Most Coloradans take the dramatic neighboring landforms for granted, including the iconic hogback hills of the Front Range. Perhaps that is because few wonder about why landforms look the way they do or think in terms of geomorphology. But not so for a graduate geology student at the University of Colorado Boulder.
According to current geomorphology models that study how landscapes erode and change over time, most hills are convex, which means they are steep at the bottom then gradually level out on top, like a dome. Hogbacks found across the world and even on Mars look different. One side is straight and made of rock; the other side, which is concave, has a gradual slope at the bottom that gets steeper and steeper uphill, like half of a bowl.
“The cool thing is that this was motivated by looking at the hogbacks right outside our windows; no one had explained their shape before,” said PhD candidate Rachel Glade, who has recently published two papers on the subject, through the Geological Society of America and the American Geophysical Union, respectively.
Glade said she was also inspired by her thesis advisor, Robert Anderson, a distinguished professor in the Geological Sciences Department of the College of Arts and Sciences at CU Boulder and a fellow in the CU Institute of Arctic and Alpine Research. Anderson is a co-author on the two studies.
“Bob, my advisor, is always thinking about new, open questions in geology” Glade said. “One of these questions is about big boulders and blocks of rock. We don’t really know how they influence landscapes, including rivers and glacial environments, and we thought, ‘There are very few papers about these blocks on hillslopes.’”
Turns out, big blocks may be a big deal in how those hogbacks keep that iconic, concave shape.
In sedimentary formations, hogbacks are formed when the formation is tilted, like the Flatirons, and there is a softer layer of rock underneath a hard layer on the top. The softer layer is eroded more quickly, leaving way to the easily distinguished steep escarpments at the top of hogbacks, which are pretty much the entirety of the harder formation showing.
The erosion of the underlying soft rock, shale, is also undermining the support of the harder rock, sandstone, that forms the top of the hogback. That means that large pieces of the sandstone periodically cleave away, much the same way that tall glaciers entering the sea often dramatically calf off huge blocks of ice.
But here is where it gets interesting for geomorphologists. This situation is constantly, although slowly, changing, as erosion not only moves the hogback vertically, decreasing its elevation, but horizontally, as well. So how is it that they are able to maintain that concave form while they move?
“When these blocks fall off at the top of the hogback, we think that they sit there on the soil for a long time while they slowly break apart, and then slowly move down the slope,” Glade said.
“They are basically like big dams; soil builds up behind them, and has to go around them to move downhill. This makes the ground steeper; the bigger the blocks, the steeper the slope. As the blocks get smaller down the hillslope, the ground doesn’t have to be as steep, which is why it’s a much gentler slope at the bottom.”

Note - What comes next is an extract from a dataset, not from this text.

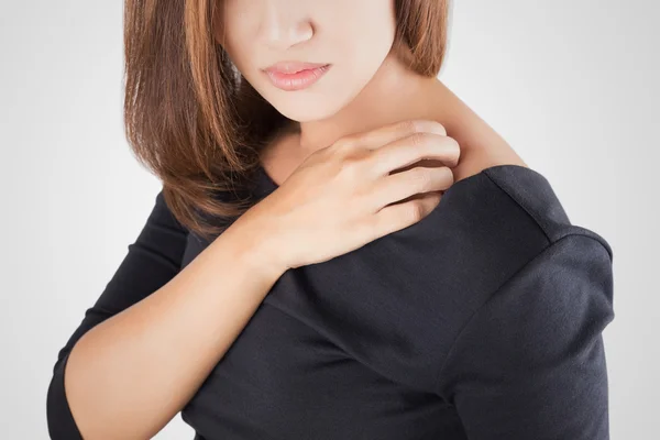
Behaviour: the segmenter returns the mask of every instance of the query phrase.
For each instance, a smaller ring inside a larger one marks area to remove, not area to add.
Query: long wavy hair
[[[437,76],[449,0],[394,0],[405,62]],[[124,130],[135,158],[163,183],[182,226],[216,235],[248,210],[271,136],[288,125],[213,37],[222,0],[125,0]],[[224,195],[219,197],[220,195]],[[213,220],[215,219],[215,220]]]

Of course, there was some very complex geophysical modeling that went along with the two papers, but there was one more element about that study that all of us living around these landscapes can view and appreciate. “These big blocks make it harder to erode the landscape, leading to taller, more prominent hogbacks that can maintain a stable shape,” Glade said.
"That is, even as the blocks move downslope and begin to break up, they are causing the landscape to have more relief,” said Glade.
The papers are a reflection of her PhD thesis.